Matthew, I think you are right on in this regard. I had the bad fortune to be involved in three car accidents in two years, all before I turned 18. I commuted to high school 60 miles a day, plus worked an after-school job, which added another 30 miles a day. This doesn't include running odd errands for my mom such as grocery shopping and bringing siblings to sports practices, etc. I was the driver for two of the accidents (of which I was cleared of all fault) and a passenger in the third. Each was a low-speed impact, but my noggin' managed to shatter the windshield all three times. Did I start wearing a seatbelt after the first, second, or third accident? No. I finally started wearing a seatbelt when the 13-year-old daughter of a close family friend had her brains literally plastered all over the inside of the family car after it was broadsided by a pickup truck (in a low-speed impact).
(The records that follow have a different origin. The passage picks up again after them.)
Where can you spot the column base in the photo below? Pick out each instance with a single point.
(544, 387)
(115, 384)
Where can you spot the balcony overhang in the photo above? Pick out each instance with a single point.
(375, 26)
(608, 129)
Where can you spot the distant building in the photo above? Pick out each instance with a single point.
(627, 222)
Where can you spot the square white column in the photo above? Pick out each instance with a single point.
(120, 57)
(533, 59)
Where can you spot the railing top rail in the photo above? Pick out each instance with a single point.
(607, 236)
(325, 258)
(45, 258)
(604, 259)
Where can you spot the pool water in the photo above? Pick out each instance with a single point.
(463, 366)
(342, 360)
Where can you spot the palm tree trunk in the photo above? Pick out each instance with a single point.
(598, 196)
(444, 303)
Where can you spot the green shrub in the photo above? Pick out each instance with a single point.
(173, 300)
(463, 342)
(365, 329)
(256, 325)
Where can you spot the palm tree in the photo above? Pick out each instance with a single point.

Very, very tragic.
Nancy, Matthew et al.: There are many ways to realize your mortality. One is to have those close to you or yourself come close to death. Another is to have responsibility for another life. I wasn't saying that becoming a parent was either a certain way or the only way. I was reflecting on the Virginia Tech situation in just one of its melancholy aspects.
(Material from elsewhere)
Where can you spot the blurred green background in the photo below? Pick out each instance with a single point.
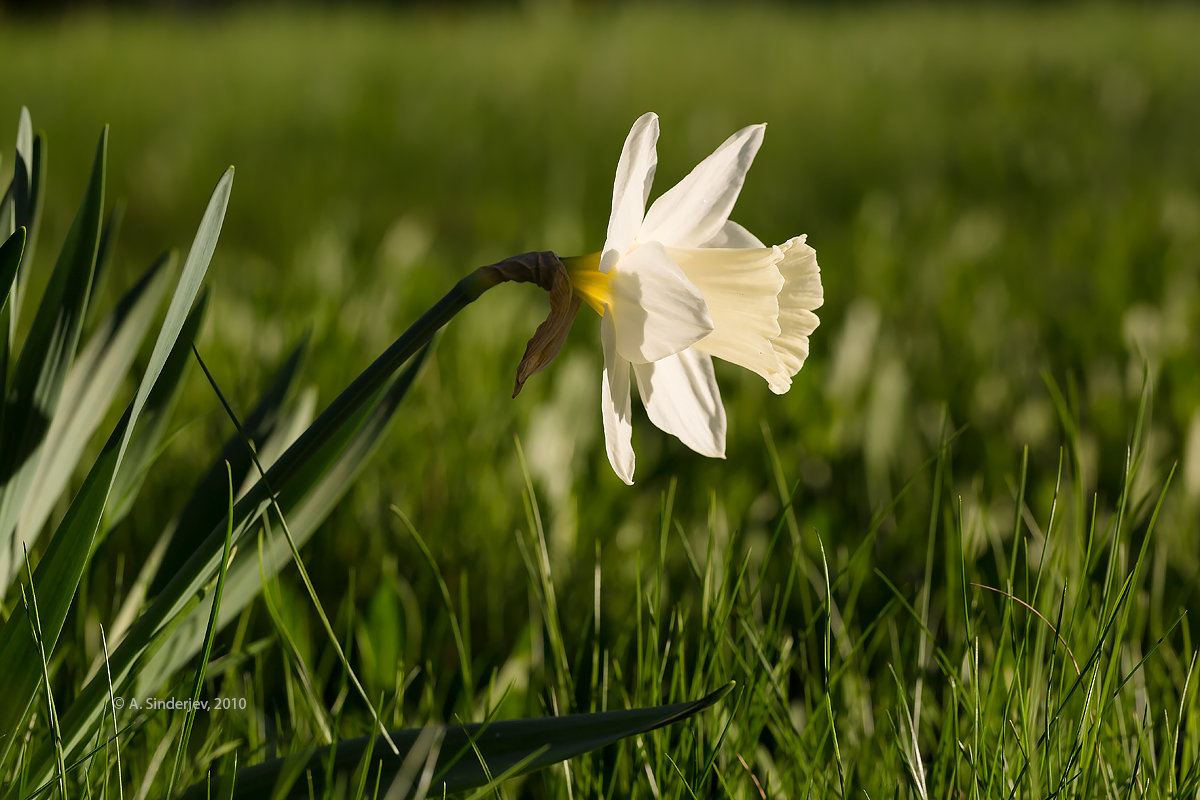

Revere, I agree with you entirely. Guess I hadn't stated that up to this point. I lost two siblings prior to the birth of my first child. Their deaths obviously drove the mortality issue home. But nothing has ever left me me feeling more vulnerable (or more fulfilled) than becoming a parent.
Can we dig a little deeper on the question posed? We know that kids (and we seem to be talking about adolescent to young adults):
a) have fluctuating hormones that can prompt more impulsive reckless behaviour;
b) have a less active prefrontal cortex during late teens, that is in the area of the brain for judgement and control.
So it is not necessarily about lack of acquired knowledge or caring - it may be they just can't judge risk as more mature minds may.
I think young people just haven't experienced enough of life. Which having kids is a large part of. Yet I was young and can clearly remember knowing limits because I had parents that would let me touch a hot iron, or would slam on the brakes when I'd forget to put on my safety belt in the car, and constant remind me that they brought me into this world and they could easily take me out. I know if I would have crossed the street and not look both ways I could potentially become part of the road at a very early age. But it wasn't until the day I almost died that I truly started to appreciate life. Not only to just protect it but to live it. I am always optimistic about life now, nothing can shake my love for life. I realize that a lot about life is not right but if we stop an appreciate life for what we have. Even though some may not have anything life has to show us the extremes for us to understand it fully.